On Wednesday 05 March 2014 20:33:08 Skip Montanaro wrote:
On Wed, Mar 5, 2014 at 11:24 AM, Shai Berger
wrote: If your argument is not that "if obj:" should never be used, except when obj actually is Boolean, please elaborate.
My approach continues to be to consider the overall set of objects from which you draw values to assign to obj. Call that set V. If this expression is true:
len([bool(x) for x in V]) == 1
then using "if obj:" might be valid (if the one "false" value of that set is some sort of distinguishing characteristic, as it often is). If, however, the length of that set is greater than one, you must be explicit in your conditional expressions.
No argument so far.
It is unfortunate for your purposes that bool(datetime.time(0, 0, 0)) is False, but it's a documented property of that object, and is highly unlikely to change.
I think this is what's called 'begging the question' -- this discussion was not about the validity of boolean testing in general, but about the validity of this property of time objects.
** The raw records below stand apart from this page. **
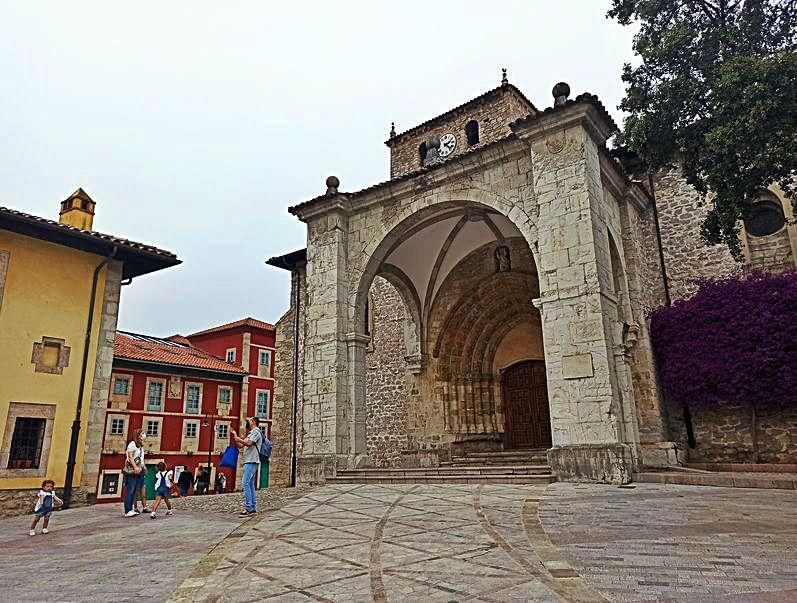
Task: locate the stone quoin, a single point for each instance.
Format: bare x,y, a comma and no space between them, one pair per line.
493,297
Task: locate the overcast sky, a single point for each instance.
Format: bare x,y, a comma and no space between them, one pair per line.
194,125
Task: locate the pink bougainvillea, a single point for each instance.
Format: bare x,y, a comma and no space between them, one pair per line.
734,341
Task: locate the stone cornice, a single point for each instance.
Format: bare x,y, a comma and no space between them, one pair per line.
581,112
409,185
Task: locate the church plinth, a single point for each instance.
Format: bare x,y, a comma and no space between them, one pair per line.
605,463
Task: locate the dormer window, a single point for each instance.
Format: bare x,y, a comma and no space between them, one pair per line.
472,132
765,217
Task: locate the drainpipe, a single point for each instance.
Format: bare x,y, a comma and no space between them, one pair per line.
295,376
667,299
687,415
70,463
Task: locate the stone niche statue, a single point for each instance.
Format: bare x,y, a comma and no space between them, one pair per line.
503,262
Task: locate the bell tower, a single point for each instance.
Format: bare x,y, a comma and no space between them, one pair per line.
78,210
Yes, it's documented. I'm trying to make it change. There is a lot of support for that, and the opposition seems to be centered on "because it's documented" -- with the two exceptions being an edge use-case (actually checking midnight) and your call to authority below. It's a gotcha. Let's remove it. If we don't remove it, let's give ourselves a tool to detect it.
My last comment on this topic. I will invoke the Uncle Timmy rule (which I just made up). Never contradict a decision Uncle Timmy made. He had his reasons. They were very good reasons. They were almost certainly better than any reasons you can come up with as counterarguments. Deal with it. :-)
The reason he actually gave (on the ticket)? "because it's documented". Shai.